Drei Cousinen sollten mitkommen, aber zwei konnten nicht, weil ihre Mutter krank geworden war und niemand auf ihre kleinen Brüder aufpassen konnte.

Also machten Darina und ich uns zu zweit auf den Weg.

„Ich bin so aufgeregt!“, sagte meine Cousine, als wir den Salon betraten. Das freistehende dreistöckige Gebäude beeindruckte schon von außen durch seine reichhaltige Ausstattung. Auch innen war alles mit Spiegeln und Gips-Säulen verziert. Die Brautkleider waren auf Schaufensterpuppen ausgestellt und in Reihen aufgestellt.

„Meine Güte, was kostet das alles?“, staunte Rina, als wir an den Kleiderreihen entlanggingen.

„Guten Tag, meine Damen“, kam eine Beraterin auf uns zu. „Ich schlage vor, wir beginnen im dritten Stock, dort finden Sie unsere exklusiven Kleider, die noch nie vermietet wurden.“

„Na so was...“, sagt Rina, während ich nur nickt. Mein Vater hat mich bereits gewarnt, dass mein Schwiegervater auf diesem Salon bestanden hat, da nur hier das beste Kleid angeboten werden könne, das ihrer Schwiegertochter würdig sei. Gott sei Dank hat er auch diese unnötige Verschwendung bezahlt, denn ich hätte mir die Summe, die hier für die Miete verlangt wurde, niemals leisten können. Mein Schwiegervater hat angeordnet, ein Kleid zu kaufen, und wollte von einer Miete nichts wissen. Wer weiß, was er später mit diesem Kleid vorhatte...

„Oh Gott, ich werde blind!“, quietscht meine Cousine, sobald wir in den Aufzug steigen, ja, in den Aufzug, denn der dritte Stock ist so hoch!

„Ich lasse Sie ein paar Minuten allein, damit Sie sich entscheiden können“, sagt die Verkäuferin mit einem höflichen Lächeln.

„Schau dir das an!“, zieht Rina mich zu einem üppigen, strahlend weißen Kleid. „Es sieht aus, als käme es direkt aus einem Liebesroman!“

Das Kleid war tatsächlich im viktorianischen Stil gehalten und hatte seinen Reiz, aber ich wollte etwas Schlichteres, etwas weniger Auffälliges.
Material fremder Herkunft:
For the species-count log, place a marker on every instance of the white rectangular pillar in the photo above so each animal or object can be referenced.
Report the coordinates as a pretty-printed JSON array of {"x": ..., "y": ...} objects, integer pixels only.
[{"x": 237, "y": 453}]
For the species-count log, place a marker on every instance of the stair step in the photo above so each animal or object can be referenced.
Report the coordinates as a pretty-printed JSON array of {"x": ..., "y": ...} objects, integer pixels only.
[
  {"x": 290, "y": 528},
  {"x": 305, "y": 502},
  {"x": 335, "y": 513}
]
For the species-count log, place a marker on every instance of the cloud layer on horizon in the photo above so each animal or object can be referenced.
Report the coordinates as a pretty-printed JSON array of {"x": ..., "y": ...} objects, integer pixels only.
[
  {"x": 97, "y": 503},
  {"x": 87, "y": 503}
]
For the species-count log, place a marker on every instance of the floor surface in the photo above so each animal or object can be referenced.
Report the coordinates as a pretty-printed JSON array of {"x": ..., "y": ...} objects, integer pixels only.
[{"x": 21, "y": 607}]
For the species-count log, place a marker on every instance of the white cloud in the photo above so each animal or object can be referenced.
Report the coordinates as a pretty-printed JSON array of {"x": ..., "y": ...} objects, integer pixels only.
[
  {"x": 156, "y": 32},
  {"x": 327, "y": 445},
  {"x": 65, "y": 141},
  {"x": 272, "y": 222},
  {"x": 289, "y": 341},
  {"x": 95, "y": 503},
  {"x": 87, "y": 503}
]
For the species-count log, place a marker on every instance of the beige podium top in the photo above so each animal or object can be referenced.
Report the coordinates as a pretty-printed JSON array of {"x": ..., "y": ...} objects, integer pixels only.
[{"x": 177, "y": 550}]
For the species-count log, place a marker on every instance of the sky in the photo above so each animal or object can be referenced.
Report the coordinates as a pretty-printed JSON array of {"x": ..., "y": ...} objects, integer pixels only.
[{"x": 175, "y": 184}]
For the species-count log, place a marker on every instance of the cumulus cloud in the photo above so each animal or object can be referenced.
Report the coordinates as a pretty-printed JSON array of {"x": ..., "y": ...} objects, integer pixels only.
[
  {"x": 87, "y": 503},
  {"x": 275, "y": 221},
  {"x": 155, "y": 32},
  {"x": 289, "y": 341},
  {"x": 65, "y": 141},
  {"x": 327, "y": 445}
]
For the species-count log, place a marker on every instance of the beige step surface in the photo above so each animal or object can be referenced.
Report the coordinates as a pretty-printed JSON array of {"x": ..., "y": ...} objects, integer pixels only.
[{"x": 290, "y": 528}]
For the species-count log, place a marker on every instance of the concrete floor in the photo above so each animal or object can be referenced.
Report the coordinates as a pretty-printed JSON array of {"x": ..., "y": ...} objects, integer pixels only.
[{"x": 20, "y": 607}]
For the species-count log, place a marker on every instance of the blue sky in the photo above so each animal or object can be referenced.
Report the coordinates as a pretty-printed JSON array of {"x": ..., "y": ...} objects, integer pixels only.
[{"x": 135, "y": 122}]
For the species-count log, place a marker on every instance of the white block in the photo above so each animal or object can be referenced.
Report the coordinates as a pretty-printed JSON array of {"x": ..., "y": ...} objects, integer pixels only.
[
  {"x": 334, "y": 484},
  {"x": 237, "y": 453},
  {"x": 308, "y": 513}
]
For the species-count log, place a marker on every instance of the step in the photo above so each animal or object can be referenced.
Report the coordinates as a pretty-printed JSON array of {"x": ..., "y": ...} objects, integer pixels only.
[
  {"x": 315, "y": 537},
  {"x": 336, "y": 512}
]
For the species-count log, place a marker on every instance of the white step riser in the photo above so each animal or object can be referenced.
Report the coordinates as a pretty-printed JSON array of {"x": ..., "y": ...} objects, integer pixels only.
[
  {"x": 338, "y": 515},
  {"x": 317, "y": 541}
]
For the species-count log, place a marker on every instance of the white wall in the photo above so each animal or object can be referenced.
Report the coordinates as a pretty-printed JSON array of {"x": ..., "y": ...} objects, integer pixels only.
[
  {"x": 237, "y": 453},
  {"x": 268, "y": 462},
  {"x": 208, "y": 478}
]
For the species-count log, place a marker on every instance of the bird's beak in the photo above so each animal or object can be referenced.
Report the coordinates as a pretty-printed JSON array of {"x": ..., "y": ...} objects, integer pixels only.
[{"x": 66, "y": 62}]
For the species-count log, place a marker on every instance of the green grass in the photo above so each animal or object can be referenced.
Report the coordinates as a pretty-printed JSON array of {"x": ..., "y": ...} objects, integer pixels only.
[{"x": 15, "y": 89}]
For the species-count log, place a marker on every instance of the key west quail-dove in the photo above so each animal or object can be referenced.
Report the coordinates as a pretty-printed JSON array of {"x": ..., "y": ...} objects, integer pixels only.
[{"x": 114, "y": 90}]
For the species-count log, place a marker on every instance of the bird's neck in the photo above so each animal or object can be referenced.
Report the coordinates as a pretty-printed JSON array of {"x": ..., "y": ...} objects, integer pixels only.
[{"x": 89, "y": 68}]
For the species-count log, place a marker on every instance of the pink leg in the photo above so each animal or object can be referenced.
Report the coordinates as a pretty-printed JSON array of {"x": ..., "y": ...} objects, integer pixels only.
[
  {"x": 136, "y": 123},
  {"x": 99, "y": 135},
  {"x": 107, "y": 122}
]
„Es ist schön“, stimme ich zu, um meine Cousine nicht zu verletzen. „Aber lass uns noch weiter schauen.“

„Du bist aber traurig, Zara! Kopf hoch, es ist deine Hochzeit!“ Sie legt ihren Arm um meine Schultern und zieht mich weiter. „Jede würde sich eine so einflussreiche Familie wünschen, in die du in einer Woche einheiratest!“

Ich lächele nur bescheiden und halte mühsam giftige Worte zurück, dass ich gerne mit ihr und ihrem Verlobten und dieser Familie, in die ich nicht eintreten wollte, tauschen würde.

Geld war mir nie wichtig, so pathetisch das auch klingen mag!

„Oh! Zara, du musst es unbedingt anprobieren!“, sagt Rina und bleibt vor einer Schaufensterpuppe mit einem Kleid im Stil von Bella Swan stehen. „Das ist doch unser Traum! Weißt du noch, wie wir davon geträumt haben?“

„Wir waren neun“, lache ich über ihre Kindheitsträume.

„Aber das Kleid ist toll!“

Probier es für mich an! – Sie sieht mich mit flehenden Augen an.

– Na gut, du Erpresserin, – lächle ich, drücke auf den Knopf an der Wand, rufe eine Verkäuferin und bitte sie, mir das Kleid anzupassen.

– Oh, das ist eines der beliebtesten Modelle für Bräute! – Sie strahlt mich sofort mit ihrem einstudierten Lächeln an.

Die Verkäuferin führt mich in einen separaten Raum, der komplett mit Spiegeln ausgestattet ist, und hilft mir mit dem schweren Kleid. Wir brauchen fast zehn Minuten, um all die kleinen Knöpfe am Rücken und an den Handgelenken zu schließen.

„Ich hole Ihre Freundin, und Sie können sich in Ruhe daran gewöhnen und entscheiden, ob das Kleid Ihnen gefällt“, sagt die Verkäuferin und verlässt die Umkleidekabine.

Ich seufze und schaue in den Spiegel, ohne mich selbst wiederzuerkennen. Die Verkäuferin hat meine Haare mit einer Haarklammer hochgesteckt und einen Schleier befestigt, um das Bild zu vervollständigen, sodass ich wie eine echte Braut aussehe.

„Du bist wirklich eine Trottelin“, schnaube ich unzufrieden und wippe mit den Füßen in den hohen Schuhen, die mir die Verkäuferin ebenfalls angezogen hat. „Wie soll ich den ganzen Tag so stehen?“, frage ich in die Leere, da ich bereits Verspannungen spüre.

„Du siehst nicht glücklich aus, gefällt dir das Kleid nicht?“, ertönt es plötzlich von der Tür her, sodass ich mich mit einem Schrei umdrehe.

„Was machst du hier?!“, empöre ich mich und schaue in die frechen Augen meines Verlobten, der definitiv nicht hier sein sollte.